Líderes narcisistas são os mais interessados em ler material sobre liderança
Um estudo revelou que o engajamento dos narcisistas em textos acadêmicos sobre o tema é motivado, claro, pela preocupação em cultivar a própria imagem – e não pelo genuíno interesse no bem-estar da equipe.
O espaço profissional exige, para que o trabalho flua de maneira eficiente e sem atritos, colaboração. Esta, por sua vez, pressupõe entrosamento, cooperação, companheirismo e, talvez mais que tudo, confiança. Eis aí alguns ingredientes importantes de um ambiente de trabalho saudável. Tudo isso, no entanto, fica comprometido se há um narcisista a bordo – principalmente em cargos de chefia. E ainda mais se este pesquisa e vai a fundo em teorias científicas sobre liderança.
Isso porque, segundo uma pesquisa recente, publicada na revista especializada American Psychologist, o interesse por esse tipo de teoria é maior quanto mais narcisista for a pessoa. O resultado da pesquisa, segundo os estudiosos, sugere que o engajamento das pessoas nestas buscas é motivado mais por uma preocupação consigo próprio – e menos por um genuíno interesse pelo bem coletivo. Seria como se buscassem fundamentação acadêmico-científica para serem como são.
A fixação por si mesmo chamada narcisismo é definida na literatura psicanalítica como um transtorno de personalidade. O nome – como tantos outros na psicanálise – é extraído da mitologia grega, na qual tem um caráter de maldição: a deusa Nêmesis condenou Narciso à paixão por seu próprio reflexo na água de um lago.
Alguns traços desses transtorno são, por exemplo, o tomar para si o crédito por todo sucesso; ignorar as necessidades de outras pessoas; achar-se no direito à atenção e admiração de todos; entre outros. Muitas pessoas exibem tais traços de personalidade, e algumas delas estão em posições de liderança.
Mas não há (exceto, talvez, entre os próprios narcisistas) ninguém que veja como é possível uma equipe, e no limite uma empresa, prosperarem com chefias que não valorizem as conquistas da equipe, as eventuais contribuições individuais de colaboradores, e que queiram ficar com todo o crédito. Com, é claro, o efeito colateral bastante desagradável de apontar “culpados” quando surge um problema: se algo deu errado, a culpa certamente é de alguém – mas nunca dele.
Muitas vezes, o narcisista só se revela quando já chegou ao topo. Talvez alguém perceba traços disso enquanto ele ainda não se tornou chefe, mas não bastam para soar o alerta e avisar que se está lidando com alguém assim. Esse comportamento narcísico tende a disseminar a desconfiança, desagregar equipes até então coesas e comprometer mesmo a ética da empresa. Quando eventualmente deixam o cargo, fica no rastro de sua passagem um estrago que leva tempo para ser desfeito.

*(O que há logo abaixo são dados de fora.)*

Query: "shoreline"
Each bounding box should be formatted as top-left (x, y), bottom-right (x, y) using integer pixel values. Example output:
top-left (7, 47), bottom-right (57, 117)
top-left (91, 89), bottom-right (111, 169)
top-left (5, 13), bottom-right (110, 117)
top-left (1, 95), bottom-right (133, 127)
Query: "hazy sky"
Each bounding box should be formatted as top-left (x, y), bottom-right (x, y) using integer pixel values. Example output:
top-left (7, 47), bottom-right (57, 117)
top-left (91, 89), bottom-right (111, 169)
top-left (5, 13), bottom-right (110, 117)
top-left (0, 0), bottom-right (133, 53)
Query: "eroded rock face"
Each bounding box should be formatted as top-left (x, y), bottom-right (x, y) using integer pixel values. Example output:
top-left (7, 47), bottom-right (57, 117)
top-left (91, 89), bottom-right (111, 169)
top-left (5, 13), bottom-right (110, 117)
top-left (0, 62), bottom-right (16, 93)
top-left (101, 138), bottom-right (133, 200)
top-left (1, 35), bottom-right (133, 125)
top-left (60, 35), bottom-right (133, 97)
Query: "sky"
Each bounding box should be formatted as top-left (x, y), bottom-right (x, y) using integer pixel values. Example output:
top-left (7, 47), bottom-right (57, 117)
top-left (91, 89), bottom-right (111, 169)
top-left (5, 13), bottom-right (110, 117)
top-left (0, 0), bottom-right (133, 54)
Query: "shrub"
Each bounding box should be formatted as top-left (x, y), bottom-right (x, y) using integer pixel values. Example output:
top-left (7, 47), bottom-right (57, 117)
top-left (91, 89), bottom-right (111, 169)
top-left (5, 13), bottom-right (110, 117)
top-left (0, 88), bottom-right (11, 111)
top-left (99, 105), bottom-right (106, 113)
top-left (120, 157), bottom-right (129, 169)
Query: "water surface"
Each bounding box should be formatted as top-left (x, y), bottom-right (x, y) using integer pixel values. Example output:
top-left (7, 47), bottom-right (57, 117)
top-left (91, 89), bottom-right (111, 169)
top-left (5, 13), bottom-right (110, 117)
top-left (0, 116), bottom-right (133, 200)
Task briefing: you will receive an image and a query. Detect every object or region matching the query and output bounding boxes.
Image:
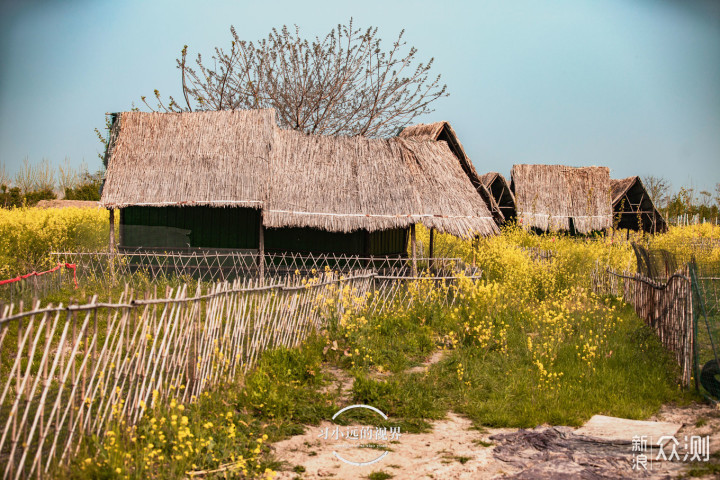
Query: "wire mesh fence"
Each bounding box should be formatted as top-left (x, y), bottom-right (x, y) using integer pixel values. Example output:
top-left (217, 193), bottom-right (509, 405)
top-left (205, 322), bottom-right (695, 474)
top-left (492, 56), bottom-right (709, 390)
top-left (690, 260), bottom-right (720, 402)
top-left (0, 267), bottom-right (480, 479)
top-left (46, 250), bottom-right (469, 286)
top-left (0, 251), bottom-right (474, 306)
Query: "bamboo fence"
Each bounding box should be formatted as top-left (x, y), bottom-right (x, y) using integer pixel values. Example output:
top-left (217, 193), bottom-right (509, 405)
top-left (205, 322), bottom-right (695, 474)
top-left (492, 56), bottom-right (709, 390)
top-left (0, 272), bottom-right (371, 479)
top-left (0, 269), bottom-right (479, 479)
top-left (594, 266), bottom-right (694, 386)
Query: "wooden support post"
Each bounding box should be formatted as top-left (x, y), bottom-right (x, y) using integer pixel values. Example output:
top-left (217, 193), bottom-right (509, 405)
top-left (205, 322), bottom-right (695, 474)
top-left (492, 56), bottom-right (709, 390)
top-left (410, 224), bottom-right (417, 276)
top-left (258, 214), bottom-right (265, 284)
top-left (109, 208), bottom-right (115, 251)
top-left (364, 230), bottom-right (371, 270)
top-left (429, 228), bottom-right (435, 271)
top-left (109, 208), bottom-right (116, 284)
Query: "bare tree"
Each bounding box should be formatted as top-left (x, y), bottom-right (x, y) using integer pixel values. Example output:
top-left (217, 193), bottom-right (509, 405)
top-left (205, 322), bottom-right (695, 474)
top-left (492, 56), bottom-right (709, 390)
top-left (143, 20), bottom-right (448, 137)
top-left (0, 162), bottom-right (9, 187)
top-left (14, 158), bottom-right (56, 193)
top-left (14, 157), bottom-right (37, 193)
top-left (699, 190), bottom-right (712, 207)
top-left (642, 175), bottom-right (670, 209)
top-left (58, 157), bottom-right (79, 193)
top-left (34, 159), bottom-right (55, 192)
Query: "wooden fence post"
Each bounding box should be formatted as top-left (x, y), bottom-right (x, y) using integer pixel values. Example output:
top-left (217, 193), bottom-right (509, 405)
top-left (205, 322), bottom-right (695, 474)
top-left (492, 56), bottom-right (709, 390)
top-left (109, 208), bottom-right (116, 285)
top-left (258, 213), bottom-right (265, 284)
top-left (410, 224), bottom-right (417, 277)
top-left (429, 228), bottom-right (435, 271)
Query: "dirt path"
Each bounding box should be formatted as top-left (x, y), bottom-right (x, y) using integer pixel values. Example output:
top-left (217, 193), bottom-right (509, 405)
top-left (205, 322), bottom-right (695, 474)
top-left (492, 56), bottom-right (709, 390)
top-left (270, 402), bottom-right (720, 479)
top-left (274, 353), bottom-right (720, 479)
top-left (271, 412), bottom-right (516, 479)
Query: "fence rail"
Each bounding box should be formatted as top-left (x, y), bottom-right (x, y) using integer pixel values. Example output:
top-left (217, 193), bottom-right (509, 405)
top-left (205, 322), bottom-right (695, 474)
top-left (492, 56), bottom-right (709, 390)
top-left (0, 268), bottom-right (479, 479)
top-left (593, 266), bottom-right (694, 386)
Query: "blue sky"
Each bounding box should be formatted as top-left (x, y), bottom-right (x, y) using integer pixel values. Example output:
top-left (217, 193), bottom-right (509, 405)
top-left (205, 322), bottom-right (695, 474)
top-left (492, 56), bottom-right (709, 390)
top-left (1, 0), bottom-right (718, 195)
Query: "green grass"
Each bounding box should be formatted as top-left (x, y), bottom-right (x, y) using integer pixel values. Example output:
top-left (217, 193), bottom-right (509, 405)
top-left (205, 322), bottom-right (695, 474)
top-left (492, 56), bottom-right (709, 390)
top-left (682, 461), bottom-right (720, 478)
top-left (367, 471), bottom-right (393, 480)
top-left (321, 294), bottom-right (693, 430)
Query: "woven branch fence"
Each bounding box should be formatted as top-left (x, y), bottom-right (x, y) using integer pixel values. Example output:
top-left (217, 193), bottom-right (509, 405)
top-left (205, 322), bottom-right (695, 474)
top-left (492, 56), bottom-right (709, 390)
top-left (593, 266), bottom-right (694, 386)
top-left (0, 269), bottom-right (478, 479)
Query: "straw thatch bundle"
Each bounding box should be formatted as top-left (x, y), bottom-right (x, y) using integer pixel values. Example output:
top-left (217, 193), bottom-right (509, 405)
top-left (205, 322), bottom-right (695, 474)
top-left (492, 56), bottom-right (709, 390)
top-left (101, 110), bottom-right (498, 238)
top-left (399, 121), bottom-right (504, 225)
top-left (102, 109), bottom-right (274, 208)
top-left (610, 177), bottom-right (635, 203)
top-left (610, 176), bottom-right (667, 233)
top-left (511, 164), bottom-right (612, 233)
top-left (480, 172), bottom-right (516, 222)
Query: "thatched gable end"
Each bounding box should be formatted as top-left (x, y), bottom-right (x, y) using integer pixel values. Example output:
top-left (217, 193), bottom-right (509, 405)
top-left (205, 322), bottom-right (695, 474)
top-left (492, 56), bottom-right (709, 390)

Essa noção parece um pouco contraditória com a imagem de lideranças que acabou sendo glorificada: autoconfiança geminada à arrogância, o instinto implacável de pisar em quem for preciso para chegar aonde se quer, o assumir riscos desproporcionalmente grandes. O filme Enron – Os Mais Espertos da Sala (2005) traz uma ideia de como são as atitudes de uma chefia narcisista (a quebra da Enron, uma gigante de energia dos EUA, foi uma das maiores já registradas na economia norte-americana).
O que define um líder não narcisista, então? Receitas de liderança existem aos milhares, claro, e nenhuma é completa ou necessariamente melhor que a outra. O que se pode dizer é que em qualquer uma delas, sejam quantos forem os itens, não poderá faltar a confiança – que é algo que o chefe narcisista é incapaz de compreender. Uma equipe que vê no líder uma figura que empregará suas habilidades para que todos possam reconhecer seu valor no produto final do trabalho conseguirá entregar resultados ótimos. Em tempos de trabalho híbrido e conectividade, que tornam imediatos os efeitos de qualquer decisão, e nos quais a confiança é insumo cada vez mais essencial, não há espaço para líderes que só têm olhos para si mesmos.